Heureux, les enfants le sont aussi, à en croire leurs responsables de centre. « Je voulais que tous soient fiers de nos enfants ! » insiste Marine, « et je crois que cela a été le cas ! » Enthousiaste, Guillaume d’Aboville tente une synthèse d’un projet né il y a trois ans dans un endroit très pauvre du Cambodge. « Ce projet, c’est une explosion de talents : un mécène spécialiste de l’immobilier, un architecte, un paysagiste, un Bambou chef de chantier, un maitre d’œuvre khmer, un directeur Cambodge naturalisé Khmer, une direction générale impliquée, un compagnon du devoir, des autorités locales investies, et tout ce petit monde qui décide de travailler ensemble pour que l’avenir de plus d’une centaine d’enfants soit imaginé différemment. »
« C’est quand on connaît très bien les responsables qu’on a envie d’être généreux. Et on a envie de l’être parce que c’est l’affection qui nous lie. Là, on est heureux de donner ! », conclut Philippe Labouret.

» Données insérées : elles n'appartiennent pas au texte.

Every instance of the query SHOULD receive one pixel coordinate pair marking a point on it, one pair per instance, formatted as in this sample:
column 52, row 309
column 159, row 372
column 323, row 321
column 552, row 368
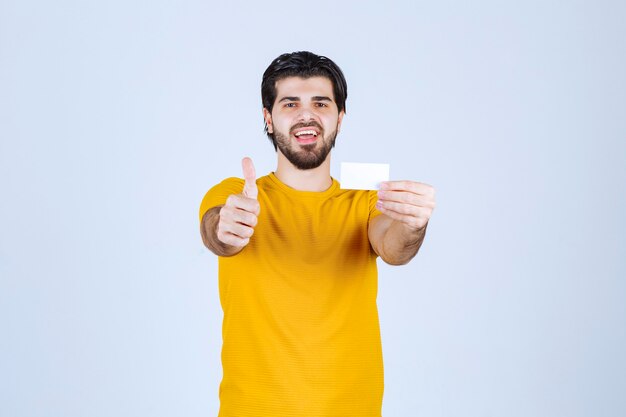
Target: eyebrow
column 314, row 98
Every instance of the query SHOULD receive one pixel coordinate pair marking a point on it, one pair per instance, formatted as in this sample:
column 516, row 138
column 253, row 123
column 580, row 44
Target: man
column 297, row 259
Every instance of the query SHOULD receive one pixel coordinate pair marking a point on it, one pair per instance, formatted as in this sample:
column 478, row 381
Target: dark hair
column 302, row 64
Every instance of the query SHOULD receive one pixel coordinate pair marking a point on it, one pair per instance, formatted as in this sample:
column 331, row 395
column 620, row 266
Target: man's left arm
column 398, row 233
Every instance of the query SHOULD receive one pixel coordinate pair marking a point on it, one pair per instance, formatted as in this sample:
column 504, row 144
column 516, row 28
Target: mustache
column 309, row 124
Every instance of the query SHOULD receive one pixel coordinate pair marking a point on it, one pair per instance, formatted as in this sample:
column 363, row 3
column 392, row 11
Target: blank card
column 358, row 176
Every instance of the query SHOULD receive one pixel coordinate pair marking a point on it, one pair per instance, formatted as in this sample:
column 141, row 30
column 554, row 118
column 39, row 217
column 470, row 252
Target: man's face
column 304, row 120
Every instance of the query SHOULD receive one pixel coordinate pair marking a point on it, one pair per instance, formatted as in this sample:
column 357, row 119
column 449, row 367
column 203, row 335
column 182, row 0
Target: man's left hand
column 409, row 202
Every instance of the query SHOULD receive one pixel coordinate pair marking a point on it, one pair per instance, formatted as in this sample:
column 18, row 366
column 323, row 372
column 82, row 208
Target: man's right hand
column 239, row 215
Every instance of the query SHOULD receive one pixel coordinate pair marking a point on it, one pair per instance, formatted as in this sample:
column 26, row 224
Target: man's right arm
column 208, row 230
column 226, row 229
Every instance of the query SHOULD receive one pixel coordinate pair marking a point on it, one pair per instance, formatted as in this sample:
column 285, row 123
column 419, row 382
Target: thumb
column 249, row 189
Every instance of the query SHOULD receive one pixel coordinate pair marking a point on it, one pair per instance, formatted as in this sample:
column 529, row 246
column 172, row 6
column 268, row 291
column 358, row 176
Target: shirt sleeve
column 217, row 195
column 373, row 199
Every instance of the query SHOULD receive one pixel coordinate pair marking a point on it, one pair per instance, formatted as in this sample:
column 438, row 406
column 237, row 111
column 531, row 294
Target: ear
column 340, row 118
column 268, row 120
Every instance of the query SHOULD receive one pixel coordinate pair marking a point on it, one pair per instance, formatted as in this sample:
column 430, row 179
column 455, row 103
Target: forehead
column 304, row 87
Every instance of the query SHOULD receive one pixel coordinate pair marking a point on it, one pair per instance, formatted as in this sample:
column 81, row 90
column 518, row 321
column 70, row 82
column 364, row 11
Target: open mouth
column 305, row 136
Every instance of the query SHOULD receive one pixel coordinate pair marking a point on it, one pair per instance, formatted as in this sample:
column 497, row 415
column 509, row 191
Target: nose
column 305, row 114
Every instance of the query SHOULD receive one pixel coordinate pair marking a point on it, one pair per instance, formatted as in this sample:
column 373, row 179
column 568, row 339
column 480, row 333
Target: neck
column 316, row 179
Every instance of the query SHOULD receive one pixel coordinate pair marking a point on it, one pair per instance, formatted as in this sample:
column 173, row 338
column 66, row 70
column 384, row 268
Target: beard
column 308, row 156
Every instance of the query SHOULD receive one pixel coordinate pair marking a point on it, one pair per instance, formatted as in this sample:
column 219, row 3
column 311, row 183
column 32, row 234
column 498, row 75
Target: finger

Dans les yeux des acteurs de ce projet brille un sentiment de fierté collective. À observer ces jeunes jouer au foot sous le grand mât, étudier dans ces salles de classe bien tenues, travailler à la bibliothèque ou biner le potager, il est impossible d’imaginer d’où ils viennent. Ce n’est pas parce qu’on est pauvre, que l’on n’a pas le droit au beau.